Ma anche il premier ora deve dimostrare di aver capito la lezione.

I primi a saltare saranno i comitati del Sì al referendum allargati a Verdini e ai centristi di Angelino Alfano: dovevano essere l’anticamera di un ipotetico nuovo listone con il Pd alle elezioni del 2018, non si faranno più. Il partitino del ministro dell’Interno nelle grandi città ha percentuali irrisorie: l’1,2 a Roma, sotto il due per cento a Napoli, appena il tre per cento a Milano dove c’è l’ex ministro Maurizio Lupi e l’Ncd fa parte della coalizione che sostiene Parisi. Troppo poco per un partito che a Roma esprime ministri e sottosegretari e fa il pieno del potere.

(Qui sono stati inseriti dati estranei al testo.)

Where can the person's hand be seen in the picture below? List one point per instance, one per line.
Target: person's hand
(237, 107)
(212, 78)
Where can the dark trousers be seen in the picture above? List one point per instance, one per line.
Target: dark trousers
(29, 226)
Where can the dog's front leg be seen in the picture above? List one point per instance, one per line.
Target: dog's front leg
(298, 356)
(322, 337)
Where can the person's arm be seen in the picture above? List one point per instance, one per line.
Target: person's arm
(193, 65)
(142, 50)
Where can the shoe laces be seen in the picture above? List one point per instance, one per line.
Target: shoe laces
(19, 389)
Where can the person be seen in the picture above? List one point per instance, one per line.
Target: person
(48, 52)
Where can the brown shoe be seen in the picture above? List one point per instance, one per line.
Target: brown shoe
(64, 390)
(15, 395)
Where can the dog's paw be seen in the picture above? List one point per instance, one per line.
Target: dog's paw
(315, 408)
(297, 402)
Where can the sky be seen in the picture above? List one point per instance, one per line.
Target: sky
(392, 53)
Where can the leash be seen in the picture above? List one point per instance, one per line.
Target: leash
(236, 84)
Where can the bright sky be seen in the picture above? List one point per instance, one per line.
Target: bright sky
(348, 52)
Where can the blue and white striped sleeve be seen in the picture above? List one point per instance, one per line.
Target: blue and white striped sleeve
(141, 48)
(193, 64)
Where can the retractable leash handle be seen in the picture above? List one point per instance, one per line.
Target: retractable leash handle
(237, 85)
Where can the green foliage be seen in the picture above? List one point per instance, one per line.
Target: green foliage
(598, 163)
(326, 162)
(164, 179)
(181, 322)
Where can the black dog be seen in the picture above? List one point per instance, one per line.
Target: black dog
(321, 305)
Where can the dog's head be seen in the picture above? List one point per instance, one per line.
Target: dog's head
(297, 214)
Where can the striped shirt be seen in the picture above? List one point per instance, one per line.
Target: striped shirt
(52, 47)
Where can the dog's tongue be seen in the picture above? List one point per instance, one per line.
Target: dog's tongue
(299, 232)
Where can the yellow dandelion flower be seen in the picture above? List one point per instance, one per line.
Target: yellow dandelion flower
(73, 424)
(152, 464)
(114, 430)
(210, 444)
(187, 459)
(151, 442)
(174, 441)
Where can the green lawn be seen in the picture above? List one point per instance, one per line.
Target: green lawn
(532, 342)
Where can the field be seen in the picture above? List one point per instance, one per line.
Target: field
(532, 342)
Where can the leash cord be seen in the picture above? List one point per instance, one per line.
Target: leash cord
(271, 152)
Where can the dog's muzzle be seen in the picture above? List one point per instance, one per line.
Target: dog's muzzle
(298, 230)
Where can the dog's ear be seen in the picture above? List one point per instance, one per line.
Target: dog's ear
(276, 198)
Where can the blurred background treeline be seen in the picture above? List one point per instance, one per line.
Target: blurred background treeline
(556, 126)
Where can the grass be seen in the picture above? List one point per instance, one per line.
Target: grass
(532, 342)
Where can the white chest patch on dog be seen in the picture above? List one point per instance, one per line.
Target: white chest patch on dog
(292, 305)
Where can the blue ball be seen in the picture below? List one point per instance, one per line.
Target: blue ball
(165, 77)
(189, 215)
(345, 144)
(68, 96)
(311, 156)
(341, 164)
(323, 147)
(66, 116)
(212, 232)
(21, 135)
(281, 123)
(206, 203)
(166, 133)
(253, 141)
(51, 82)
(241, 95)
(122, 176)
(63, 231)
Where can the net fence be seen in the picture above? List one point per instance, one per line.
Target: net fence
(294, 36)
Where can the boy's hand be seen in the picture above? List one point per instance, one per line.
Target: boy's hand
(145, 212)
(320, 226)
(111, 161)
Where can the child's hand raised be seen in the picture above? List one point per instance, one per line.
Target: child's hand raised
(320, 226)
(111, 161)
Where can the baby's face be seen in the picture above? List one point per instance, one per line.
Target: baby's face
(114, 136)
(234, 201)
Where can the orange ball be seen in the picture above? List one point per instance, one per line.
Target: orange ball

Ma per Renzi l’incertezza strategica va al di là dell’alleanza con Alfano e dei patti con i verdiniani. A Milano Giuseppe Sala era stato lanciato dal premier come il candidato perfetto del partito della Nazione, il partito-Expo, destinato a essere votato trasversalmente anche dall’elettorato di centro-destra che non vuole finire egemonizzato dalla Lega di Matteo Salvini. Invece, l’entrata in scena di Stefano Parisi come candidato del fronte opposto ha capovolto la questione. Impossibilitato di “sfondare al centro”, come si sarebbe detto un tempo, Sala è stato costretto a cambiare in corsa pelle e a provare a fare il pieno dei voti della sinistra che si è riconosciuta per cinque anni in Giuliano Pisapia. Una conversione spericolata. Come quella di Renzi che ha esaltato il risultato di Cagliari, con il sindaco Massimo Zedda rieletto al primo turno: peccato che Zedda militi nella sinistra extra-Pd e che l’alleanza vincente sia opposta a quella stretta con Verdini.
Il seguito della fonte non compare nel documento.